Whenever researchers are playing around with samples instead of whole populations, they are bound to make some mistakes. Because the basic trick of inferential statistics is to measure a sample and use the results to make guesses about a population [Hack #2], we know that there will always be some error in our guesses about the values in those populations. The good news is that we also know how to make the size of those errors as small as possible. The solution is to go big.

An early principle suggested in a gambling context was presented by Jakob Bernoulli (in 1713), who called his principle the Golden Theorem. It was later labeled by others (starting with Sim\x8e on-Denis Poisson in 1837) as the Law of Large Numbers. It is likely the single most useful discovery in the history of statistics and provides the basis for the key generic advice for all researchers: increase your sample size!

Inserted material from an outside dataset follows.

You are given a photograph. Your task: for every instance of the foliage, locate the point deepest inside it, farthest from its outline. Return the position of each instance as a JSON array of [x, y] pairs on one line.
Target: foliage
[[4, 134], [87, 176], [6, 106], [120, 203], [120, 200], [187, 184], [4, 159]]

The early history of the science of applied statistics (we're talking the 17th and 18th centuries) is framed in the language of gambling and probability. This might be because it gave the gentlemen scholars of the time an excuse to combine their intellectual pursuits with pursuits of a less intellectual nature. The Laws of Probability, of course, are legitimately the mathematical basis for statistical procedures and inferences, so it might be that gambling applications were used simply as the best teaching examples for these central statistical concepts.

Laying Down the Law

One application of the Law is its effect on probability and occurrences. The Law includes the consequence that the increase in the accuracy of predicting outcomes governed by chance is a set amount. That is, the increase in accuracy is known. The expected distance between the probability of a certain outcome and the actual proportion of occurrences you observe decreases as the number of trials increases, and the exact size of this expected gap between expected and observed can be calculated. The generic name for this expected gap is the standard error [Hack #18].

The size of the difference between the theoretical probability of an outcome and the proportion of times it actually occurs is proportional to:

You can think of this formula as the mathematical expression of the Law of Large Numbers. For discussions of accuracy in the context of probability and outcome, the sample size is the number of trials. For discussion of accuracy in the context of sample means and population means, the sample size is the number of people (or random observations) in the sample.

Improving Accuracy

The specific values affected by the Law depend on the scale of measurement used and the amount of variability in a given sample. However, we can get a sense of the improvement or increase in accuracy made by various changes in sample sizes. Table 1-5 shows proportional increases in accuracy for all inferential statistics. So speaketh the Law.

Table Effect of increasing sample size
Sample size	Relative decrease in error size	Meaning
1	1	The error is equal to the standard deviation of the variable in the population.
10	3.16	The error is about a third of its previous size. Just using 10 observations instead of 1 has dramatically increased our accuracy.
30	5.48	An increase from 1 to 30 people will dramatically improve accuracy. Even the jump from 10 to 30 is useful.
100	10	A sample of 100 people produces an estimate much closer to the population value (or expected probability). The size of the error with 100 people in a sample is just 1/10 of a standard deviation.
1,000	31.62	Estimates with so many observations are remarkably precise.

Why It Works

Let's look at this important statistical principle from several different angles. I'll state the law using three different approaches, beginning with the gambler's concerns, moving on to the issue of error, and ending with the implications for gathering a representative sample. All of the entries in this list are the exact same rule, just stated differently.

Gambling

If an event has a certain probability of occurring on a single trial, then the proportion of occurrences of the event over an infinite number of trials will equal that probability. As the number of trials approaches infinity, the proportion of occurrences approaches that probability.

Error

If a sample is infinitely large, the sample statistics will be equal to the population parameters. For example, the distance between the sample mean and the population mean decreases as the sample size approaches infinity. Errors in estimating population values shrink toward zero as the number of observations increases.

Implications

Samples are more representative of the population from which they are drawn when they include many people than when they include fewer people. The number of important characteristics in the population represented in a sample increases, as does the precision of their estimates, as the sample size gets larger.

All these statements of the Law of Large Numbers are true only if based on the assumption that the occurrences or the sampling take place randomly.

In addition to providing the basis for calculations of standard errors, the Law of Large Numbers affects other core statistical issues such as power [Hack #8] and the likelihood of rejecting the null hypothesis when you should not [Hack #4]. Jakob Bernoulli's gambling pals might have been most interested in his Golden Theorem because they could get a sense of how many dice rolls it would take before the proportion of 7s rolled approached .166 or 16.6 percent, and could then do some solid financial planning.

For the last 300 years, though, all of social science has made use of this elegant tool to estimate how accurately something we see describes something we cannot see. Thanks, Jake!